Jurors at the trial of three former
Anglo Irish Bank
directors have been told they are not there to “satisfy the baying for blood of the mob
”.
Defence barrister Brendan Grehan SC, said everyone had been affected by the collapse of the Irish banking system but that the trial was not about "seeing three men in the dock as a way of getting vengeance for it".
In his closing speech on behalf of Pat Whelan, Anglo's former head of lending in Ireland, Mr Grehan said someone told him the other day that a spectator had come into the court, and having watched the proceedings, said: "Give them a fair trial and then hang them."
'Not spectators'
"You are not spectators, ladies and gentlemen," he said. "It is vital that you divorce yourselves from that kind of thinking – that you are here to satisfy the baying for blood of the mob."
Mr Grehan said this was a case about a provision of Companies Act that went back to 1963 and had never before been prosecuted. People outside the court had not heard all the evidence, he said, but the jurors had.

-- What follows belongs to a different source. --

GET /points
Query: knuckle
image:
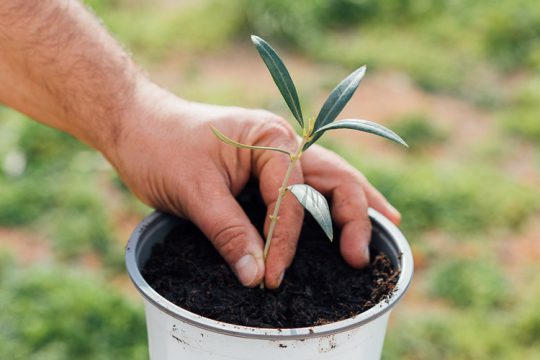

He said the transaction at the centre of this case was a perfectly valid commercial transaction and that his client did not have “the slightest inkling” that anything he might have been doing was wrong.
Earlier, prosecution counsel Paul O'Higgins SC, told the jury that loans given by Anglo as part of the July 2008 transaction to unwind businessman Seán Quinn's stake in the bank were "spectacularly not in the ordinary course of business".